La producción de Bitcoins se da a través de un proceso llamado “minería”, como recompensa de prestar potencia de cómputo para el registro de las transacciones, el minero podría recibir Bitcoins, el potencial es porque habiendo equipos muy potentes dedicados a la minería y siendo la cantidad de Bitcoins que se inyectan al sistema limitada, es muy poco posible que un usuario común los reciba en cantidad suficiente para que compense los gastos.

¿Por qué Casey lo ve como una solución a los problemas de Argentina?

Según el autor el problema de Argentina es un problema de confianza, los ciudadanos hartos de los gobiernos corruptos que hacen lo que quieren con el valor de la moneda, evaden impuestos y esconden su dinero.

Sostiene el autor que la tecnología de cadena de bloques, con su sistema de registro permanente y distribuído haría imposible la manipulación por parte de los políticos argentinos y restauraría la confianza.

Casey cita a otro experto, Santiago Siri, quien propone que el Banco Central de Argentina convierta un 1% de sus reservas de moneda a Bitcoins. Según Siri el país debería utilizar su tecnología nuclear para minar la criptomoneda.strong

Casey especula con qué si el Banco Central adoptará esta medida, sería una buena señal para los (según él) cada vez más argentinos que usan la criptodivisa, reduciría la exposición a la política monetaria de EE.UU y daría la ventaja del pionero al país cuando cada vez más naciones se pasen al Bitcoin.

Por qué el Blockchain y Bitcoin no son la solución para la Argentina.

Hay un dicho que dice que si tienes un martillo todos los problemas te parecerán clavos. Casey se equivoca con el diagnóstico de la actual crisis Argentina.

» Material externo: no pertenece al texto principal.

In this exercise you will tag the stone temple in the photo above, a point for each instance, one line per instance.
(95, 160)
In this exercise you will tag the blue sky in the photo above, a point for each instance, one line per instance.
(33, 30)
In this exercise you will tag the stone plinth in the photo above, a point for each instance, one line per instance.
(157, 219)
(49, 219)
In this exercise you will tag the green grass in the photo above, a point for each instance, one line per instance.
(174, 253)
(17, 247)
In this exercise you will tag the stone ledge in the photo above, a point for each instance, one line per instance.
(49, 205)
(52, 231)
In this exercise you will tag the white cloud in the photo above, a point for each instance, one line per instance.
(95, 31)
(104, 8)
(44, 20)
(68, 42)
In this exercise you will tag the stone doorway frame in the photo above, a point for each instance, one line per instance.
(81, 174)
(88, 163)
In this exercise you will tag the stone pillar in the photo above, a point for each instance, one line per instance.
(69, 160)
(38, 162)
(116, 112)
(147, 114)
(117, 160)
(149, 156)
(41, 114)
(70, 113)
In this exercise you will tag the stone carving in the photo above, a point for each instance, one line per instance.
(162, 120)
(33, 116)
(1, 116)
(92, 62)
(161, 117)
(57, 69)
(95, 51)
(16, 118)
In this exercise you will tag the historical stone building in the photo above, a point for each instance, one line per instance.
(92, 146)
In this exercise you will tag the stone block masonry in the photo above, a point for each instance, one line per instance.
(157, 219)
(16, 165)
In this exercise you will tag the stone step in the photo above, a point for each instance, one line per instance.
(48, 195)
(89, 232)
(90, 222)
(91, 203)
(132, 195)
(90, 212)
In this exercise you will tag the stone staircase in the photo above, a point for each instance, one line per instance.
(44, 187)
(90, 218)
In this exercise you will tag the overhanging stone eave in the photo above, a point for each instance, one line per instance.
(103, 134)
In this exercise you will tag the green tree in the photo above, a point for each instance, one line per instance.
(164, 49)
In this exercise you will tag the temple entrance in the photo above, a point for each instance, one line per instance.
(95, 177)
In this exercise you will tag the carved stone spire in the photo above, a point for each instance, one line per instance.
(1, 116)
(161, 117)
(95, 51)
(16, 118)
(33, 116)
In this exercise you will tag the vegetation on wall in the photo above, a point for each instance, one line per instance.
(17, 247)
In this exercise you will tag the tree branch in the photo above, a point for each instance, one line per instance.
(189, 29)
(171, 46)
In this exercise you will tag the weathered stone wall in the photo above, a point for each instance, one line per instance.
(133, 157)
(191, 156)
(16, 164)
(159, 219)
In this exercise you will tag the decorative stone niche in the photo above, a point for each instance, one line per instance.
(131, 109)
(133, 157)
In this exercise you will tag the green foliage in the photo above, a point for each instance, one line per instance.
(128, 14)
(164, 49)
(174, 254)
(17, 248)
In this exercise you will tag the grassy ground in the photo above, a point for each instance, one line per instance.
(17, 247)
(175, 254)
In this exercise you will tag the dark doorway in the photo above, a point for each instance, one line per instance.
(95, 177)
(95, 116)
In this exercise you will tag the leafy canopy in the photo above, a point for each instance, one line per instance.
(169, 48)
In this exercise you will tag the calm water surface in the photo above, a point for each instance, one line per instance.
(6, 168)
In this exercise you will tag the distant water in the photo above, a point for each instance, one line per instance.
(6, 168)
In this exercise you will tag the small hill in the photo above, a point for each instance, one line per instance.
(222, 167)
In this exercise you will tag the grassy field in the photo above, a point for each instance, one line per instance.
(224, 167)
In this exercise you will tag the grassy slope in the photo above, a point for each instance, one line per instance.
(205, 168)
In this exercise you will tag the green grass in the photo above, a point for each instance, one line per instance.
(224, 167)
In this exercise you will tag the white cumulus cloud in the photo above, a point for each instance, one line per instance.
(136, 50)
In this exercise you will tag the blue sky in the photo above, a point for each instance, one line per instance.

En primer lugar los depósitos en dólares alojados en el sistema financiero  no solo no bajaron si no que están en el punto más alto de la década. Por lo tanto no puede hablarse de crisis de confianza.
En segundo lugar el problema argentino es la falta de plata. Un exceso de personas con pensiones otorgadas por el gobierno anterior y de planes sociales hacen que gastemos más de lo que producimos.
En tercer lugar una fuerte sequía en un país cuya principal exportacion son los productos agropecuarios como el nuestro.
En cuarto lugar Brasil, nuestro principal comprador de productos industriales, está viviendo una crisis institucional que derivó en una crisis económica.
En quinto lugar los principales empresarios y algunos de los principales banqueros están vinculados en un gran escándalo de corrupción y la única manera de zafar es la caída del actual gobierno.
Y en sexto lugar el actual gobierno no pudo o quiso hacer el ajuste cuando correspondía.

Por eso no solo apostar al Bitcoin no cambiaría nada si no que sería peligroso.

Casey cita los ejemplos de Venezuela y Turquía, cuyo apoyo a las criptodivisas es más político que una decisión económica. No usar la dividsa estadounidense como reserva de valor.

Argentina ya probó ese tipo de actitudes en la década del 80 prestándole plata a Cuba con Reagan de presidente de EE.UU  y terminamos con hiperinflación. En la década pasada nos alineamos con Irán y Venezuela y padecimos cepo cambiario y default.

No digo que la tecnología de cadena de bloques carezca de utilidad. Por el contrario sería interesante su aplicación en la contabilidad pública y en las empresas contratistas del Estado para evitar la corrupción. Pero no creo que las criptomonedas estén tan maduras como para reemplazar al dinero tradicional.